Quite an act to follow then. I don’t know where Mike Zito was when Mojo Thunder were strutting their stuff but he was clearly aware that something special had gone down. “Weren’t they something?!” he remarked during his own set. It reminded me somewhat of seeing Doctor Feelgood some years ago playing after a younger band who also breathed fire. The Feelgood’s felt good under their own skin and knew they had the songs and the chops to blow the youngsters away.

The challenge was that Mike Zito didn’t have the pure Pop power of a dozen Wilko Johnson hits to plug into though. I personally would have loved to have seen the ‘Blood Brothers’ tour-de-force’ that he brought with him alongside Albert Castiglia not so long ago to the Harmonie this time to Rockpalast. In the event, this was a pared -down show with just Mike’s trusted rhythm section of Matthew Johnson on drums and Doug Byrkit on bass. Whilst there is no way that Zito would not play his heart out on a stage anywhere, there was no way the trio could match the energy of Mojo Thunder by purely playing good Blues alone.
Kicking off with ‘Mississippi Nights’ from 2018’s ‘First Class Life’ there was plenty of Blues well played, but no way that the trio could tap into the earlier band’s energy. That said, the high points were certainly higher than with the youngsters.

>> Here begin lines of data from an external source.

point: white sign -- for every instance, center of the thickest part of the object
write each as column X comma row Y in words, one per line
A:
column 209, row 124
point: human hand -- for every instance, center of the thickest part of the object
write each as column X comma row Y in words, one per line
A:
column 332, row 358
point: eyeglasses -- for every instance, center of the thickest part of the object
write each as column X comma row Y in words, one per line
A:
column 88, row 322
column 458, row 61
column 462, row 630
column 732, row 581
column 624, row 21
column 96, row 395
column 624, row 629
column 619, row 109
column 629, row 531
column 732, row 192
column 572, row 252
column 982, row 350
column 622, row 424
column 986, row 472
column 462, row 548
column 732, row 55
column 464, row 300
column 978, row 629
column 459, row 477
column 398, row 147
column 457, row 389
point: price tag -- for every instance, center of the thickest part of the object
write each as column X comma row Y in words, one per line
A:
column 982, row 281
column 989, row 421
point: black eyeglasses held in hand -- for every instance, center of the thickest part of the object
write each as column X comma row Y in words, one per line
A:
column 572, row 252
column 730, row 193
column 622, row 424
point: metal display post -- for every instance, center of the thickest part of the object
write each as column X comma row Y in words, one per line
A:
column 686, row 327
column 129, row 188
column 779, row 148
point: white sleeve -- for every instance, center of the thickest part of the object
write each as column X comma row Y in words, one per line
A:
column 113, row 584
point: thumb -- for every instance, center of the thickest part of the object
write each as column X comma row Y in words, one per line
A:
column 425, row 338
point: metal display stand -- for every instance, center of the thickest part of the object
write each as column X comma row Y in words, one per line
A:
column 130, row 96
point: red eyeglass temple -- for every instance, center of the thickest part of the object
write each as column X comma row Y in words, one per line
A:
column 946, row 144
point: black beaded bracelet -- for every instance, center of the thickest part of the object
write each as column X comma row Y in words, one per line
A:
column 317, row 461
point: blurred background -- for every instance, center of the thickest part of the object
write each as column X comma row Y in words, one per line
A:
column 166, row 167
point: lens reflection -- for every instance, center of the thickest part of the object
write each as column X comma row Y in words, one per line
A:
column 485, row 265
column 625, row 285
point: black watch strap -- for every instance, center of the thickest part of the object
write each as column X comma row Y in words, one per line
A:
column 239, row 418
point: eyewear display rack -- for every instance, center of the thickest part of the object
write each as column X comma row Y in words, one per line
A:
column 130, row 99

Sad to say that the concert’s actual highest point for me was undoubtedly Mike Zito’s lowest point in his life. A few months ago I played a song on the same Harmonie stage in memory of my own father. I remember that I couldn’t actually see the audience because of the stage-lights in my eyes. But, because of that moment, I know just what Mike was seeing and feeling as he looked up to the heavens singing ‘Forever My Love’. The song was written as his wife Laura was dying of Cancer. She never got to hear the final cut. There were tears in Mike’s eyes though this evening, and I felt them. I would guess that even those who didn’t know the provenance of the song would have felt the moment.

The same emotion can be found on ‘Life is Hard’ the title track from Mike’s frighteningly honest disc of last year. Can there be a lyric more serious than “Life is hard – and then you die!”? Well yes, there can be. it’s also on Mike’s ‘Life is Hard’ disc and it’s on a song called ‘Death don’t have no mercy’. It comes from a place you really don’t want to stay in. At any rate, those moments reach a place in your heart that the likes of Mojo Thunder in all their infancy can’t get to yet.
Zito finishes with a couple of powerful numbers in ‘Back Problems’ and a final tour-de-force in ‘Judgement Day’ which leans on another era beyond that of Mojo Thunder, channeling heavily into Led Zeppelin’s ‘Whole Lotta Love‘ and ‘Kashmir’ and offering late chances for Birkit and Johnson to shine. Johnson’s drums take up the challenge, but somehow Birkit still seems subdued. All in all, the highs during Mike Zito’s set were the highest of the evening and you couldn’t get Mike Zito to play a bad set if you forced him at knifepoint – the man has too much class and ability for that to happen. But I was left wishing that his addition to the Rockpalast archive was more explosive and deserving of his rich talents. The good news is that a new Blood Brothers disc with Albert Castiglia is on the way.